AI-Powered Strategy Revolutionizes Design of Polyimide Films

A team of researchers from the East China University of Science and Technology has developed an innovative AI-assisted materials-genome approach that significantly enhances the design of polyimide films, which are crucial for industries such as aerospace and flexible electronics. This breakthrough, published in the Chinese Journal of Polymer Science on September 2, 2025, presents a method that enables the rapid identification of high-performance thermosetting polyimides.

Polyimide films are widely recognized for their thermal stability and insulation properties, making them indispensable in various applications. However, optimizing their mechanical properties has been challenging, as improving one aspect often compromises another. Conventional trial-and-error methods are slow and costly, limiting researchers’ ability to explore the vast possibilities within molecular structures.

The newly developed strategy integrates computation, experimentation, and artificial intelligence to directly learn structure-property relationships from data. Unlike previous models that focused on individual properties or smaller datasets, this approach systematically analyzes thousands of candidate structures, paving the way for enhanced mechanical performance.

The research team constructed Gaussian process regression (GPR) models trained on over 120 experimental datasets of polyimide films. This innovative machine-learning model predicts three critical mechanical parameters: Young’s modulus, tensile strength, and elongation at break. The team successfully identified a new formulation, PPI-TB, which outperformed established benchmark polyimides in terms of mechanical performance.

Through molecular dynamics simulations, the researchers validated the screening results, demonstrating that PPI-TB (gene combination A4/B32) achieved a modulus of 3.48 GPa alongside superior toughness and strength indicators when compared with existing systems such as PETI-1 and O-O-3. Subsequent experimental validations on representative PPIs confirmed a strong correlation between the predicted and measured data, reinforcing the model’s accuracy.

The study also provided key insights into design principles. Analyses revealed that conjugated aromatic structures enhance stiffness, while the presence of heteroatoms and heterocycles improves molecular interactions. Additionally, flexible silicon or sulfur-containing units contribute to increased elongation.

According to Prof. Li-Quan Wang, a corresponding author of the study, “By translating polymer fragments into genetic-like descriptors, we can treat molecular design like decoding a genome.” He emphasized that machine learning not only predicts performance but also elucidates the chemical “genes” responsible for it. This synergy between data science and chemistry has the potential to revolutionize material innovation, allowing for the exploration of new possibilities that traditional methods would take decades to achieve.

The AI-driven materials-genome strategy represents a scalable framework for designing polymers with specific combinations of stiffness, strength, and flexibility—qualities vital for applications in microelectronics and aerospace composites. By replacing lengthy experimental iterations with predictive modeling and virtual screening, this method significantly reduces both costs and development times.

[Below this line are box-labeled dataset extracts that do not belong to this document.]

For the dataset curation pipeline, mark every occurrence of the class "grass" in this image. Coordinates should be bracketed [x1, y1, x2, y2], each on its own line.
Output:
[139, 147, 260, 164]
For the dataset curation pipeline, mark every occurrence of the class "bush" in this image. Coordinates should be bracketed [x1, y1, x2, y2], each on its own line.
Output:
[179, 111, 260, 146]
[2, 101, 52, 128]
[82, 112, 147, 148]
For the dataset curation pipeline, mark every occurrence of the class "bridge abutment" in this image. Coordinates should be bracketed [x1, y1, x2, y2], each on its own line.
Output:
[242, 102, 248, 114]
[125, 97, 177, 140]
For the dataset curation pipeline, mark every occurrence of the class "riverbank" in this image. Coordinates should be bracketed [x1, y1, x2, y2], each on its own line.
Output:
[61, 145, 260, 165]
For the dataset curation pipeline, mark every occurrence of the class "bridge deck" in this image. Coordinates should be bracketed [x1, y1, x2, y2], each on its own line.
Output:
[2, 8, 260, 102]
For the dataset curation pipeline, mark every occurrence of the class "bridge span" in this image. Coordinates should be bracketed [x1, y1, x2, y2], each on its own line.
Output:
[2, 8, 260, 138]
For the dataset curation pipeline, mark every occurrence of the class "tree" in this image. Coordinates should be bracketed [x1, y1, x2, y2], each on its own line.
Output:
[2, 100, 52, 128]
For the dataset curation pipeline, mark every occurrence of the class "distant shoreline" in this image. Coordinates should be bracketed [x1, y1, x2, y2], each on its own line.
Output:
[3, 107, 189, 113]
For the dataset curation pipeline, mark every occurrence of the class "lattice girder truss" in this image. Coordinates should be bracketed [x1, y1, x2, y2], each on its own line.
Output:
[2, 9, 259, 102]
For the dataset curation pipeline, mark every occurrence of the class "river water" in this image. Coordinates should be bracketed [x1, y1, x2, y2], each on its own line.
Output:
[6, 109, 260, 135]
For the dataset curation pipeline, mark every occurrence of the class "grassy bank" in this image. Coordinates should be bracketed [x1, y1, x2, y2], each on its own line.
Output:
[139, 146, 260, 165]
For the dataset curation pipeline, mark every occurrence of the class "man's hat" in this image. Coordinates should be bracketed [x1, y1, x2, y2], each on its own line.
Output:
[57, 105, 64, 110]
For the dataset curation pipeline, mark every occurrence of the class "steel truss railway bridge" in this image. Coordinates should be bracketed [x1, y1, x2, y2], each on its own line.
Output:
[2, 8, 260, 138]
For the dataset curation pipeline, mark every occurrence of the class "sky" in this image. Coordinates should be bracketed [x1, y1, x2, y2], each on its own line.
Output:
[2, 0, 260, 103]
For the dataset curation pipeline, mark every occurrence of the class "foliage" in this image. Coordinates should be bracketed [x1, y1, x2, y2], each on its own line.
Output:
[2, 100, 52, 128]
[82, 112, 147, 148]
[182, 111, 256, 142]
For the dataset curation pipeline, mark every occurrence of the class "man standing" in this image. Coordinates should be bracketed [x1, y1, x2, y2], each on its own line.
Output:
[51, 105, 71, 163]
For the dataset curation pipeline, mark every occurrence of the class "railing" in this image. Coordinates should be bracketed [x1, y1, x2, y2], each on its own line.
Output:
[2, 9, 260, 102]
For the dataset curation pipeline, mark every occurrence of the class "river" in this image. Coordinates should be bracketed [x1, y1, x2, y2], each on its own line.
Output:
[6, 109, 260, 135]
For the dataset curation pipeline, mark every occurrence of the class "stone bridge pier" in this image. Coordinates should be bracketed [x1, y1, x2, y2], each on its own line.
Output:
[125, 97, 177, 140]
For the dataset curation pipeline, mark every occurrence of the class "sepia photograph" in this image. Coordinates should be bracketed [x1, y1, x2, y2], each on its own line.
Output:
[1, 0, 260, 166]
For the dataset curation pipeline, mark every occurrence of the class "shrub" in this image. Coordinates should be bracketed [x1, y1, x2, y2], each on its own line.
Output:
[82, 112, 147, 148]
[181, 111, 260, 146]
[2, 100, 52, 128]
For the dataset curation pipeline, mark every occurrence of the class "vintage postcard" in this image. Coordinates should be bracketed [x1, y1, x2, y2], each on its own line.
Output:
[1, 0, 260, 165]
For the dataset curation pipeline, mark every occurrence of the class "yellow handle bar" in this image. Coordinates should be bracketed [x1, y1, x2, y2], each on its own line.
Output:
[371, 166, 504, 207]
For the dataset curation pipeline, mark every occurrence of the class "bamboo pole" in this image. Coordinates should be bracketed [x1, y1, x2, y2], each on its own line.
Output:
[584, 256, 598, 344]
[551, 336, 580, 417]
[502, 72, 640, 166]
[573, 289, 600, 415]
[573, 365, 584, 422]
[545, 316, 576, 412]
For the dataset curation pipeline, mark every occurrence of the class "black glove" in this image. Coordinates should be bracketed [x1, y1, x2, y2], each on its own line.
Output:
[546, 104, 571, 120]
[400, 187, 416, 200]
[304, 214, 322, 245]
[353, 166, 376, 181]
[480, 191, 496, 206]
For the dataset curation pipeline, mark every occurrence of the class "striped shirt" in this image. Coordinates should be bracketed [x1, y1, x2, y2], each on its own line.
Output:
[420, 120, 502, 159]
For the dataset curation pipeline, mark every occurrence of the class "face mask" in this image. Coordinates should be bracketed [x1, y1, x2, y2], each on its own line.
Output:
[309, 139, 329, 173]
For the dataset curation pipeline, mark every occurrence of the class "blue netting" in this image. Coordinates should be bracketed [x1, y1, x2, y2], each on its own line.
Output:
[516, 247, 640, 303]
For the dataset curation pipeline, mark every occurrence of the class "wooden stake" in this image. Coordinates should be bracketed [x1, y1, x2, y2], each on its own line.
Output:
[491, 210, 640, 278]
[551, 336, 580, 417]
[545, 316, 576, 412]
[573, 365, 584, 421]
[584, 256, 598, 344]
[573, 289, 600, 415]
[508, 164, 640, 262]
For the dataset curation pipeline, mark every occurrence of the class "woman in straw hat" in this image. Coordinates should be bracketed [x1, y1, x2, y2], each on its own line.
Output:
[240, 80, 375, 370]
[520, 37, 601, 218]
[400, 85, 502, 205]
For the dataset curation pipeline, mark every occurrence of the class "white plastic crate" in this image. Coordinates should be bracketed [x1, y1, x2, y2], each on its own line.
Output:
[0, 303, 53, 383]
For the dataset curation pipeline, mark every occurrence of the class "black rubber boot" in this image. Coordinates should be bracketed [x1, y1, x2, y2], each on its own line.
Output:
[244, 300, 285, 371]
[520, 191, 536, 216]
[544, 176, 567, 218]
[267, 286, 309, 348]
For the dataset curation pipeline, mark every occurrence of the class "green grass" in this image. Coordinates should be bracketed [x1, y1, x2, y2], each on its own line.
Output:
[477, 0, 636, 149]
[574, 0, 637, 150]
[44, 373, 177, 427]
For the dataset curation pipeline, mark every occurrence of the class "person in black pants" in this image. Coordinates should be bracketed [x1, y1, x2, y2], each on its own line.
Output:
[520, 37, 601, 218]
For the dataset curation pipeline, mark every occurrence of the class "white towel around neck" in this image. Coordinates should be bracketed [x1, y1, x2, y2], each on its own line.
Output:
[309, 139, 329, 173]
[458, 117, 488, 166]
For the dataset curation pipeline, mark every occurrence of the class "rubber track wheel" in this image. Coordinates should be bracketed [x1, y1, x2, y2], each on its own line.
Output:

Beyond polyimides, the workflow has the potential to be adapted for other high-performance polymer classes, guiding the creation of lightweight, durable, and thermally stable materials essential for future technological advancements in electronics and aerospace.

This research was financially supported by the National Key R&D Program of China and the National Natural Science Foundation of China under specific grant numbers. The implications of this work extend well beyond academic interest, heralding a new era of material design that could reshape various industries.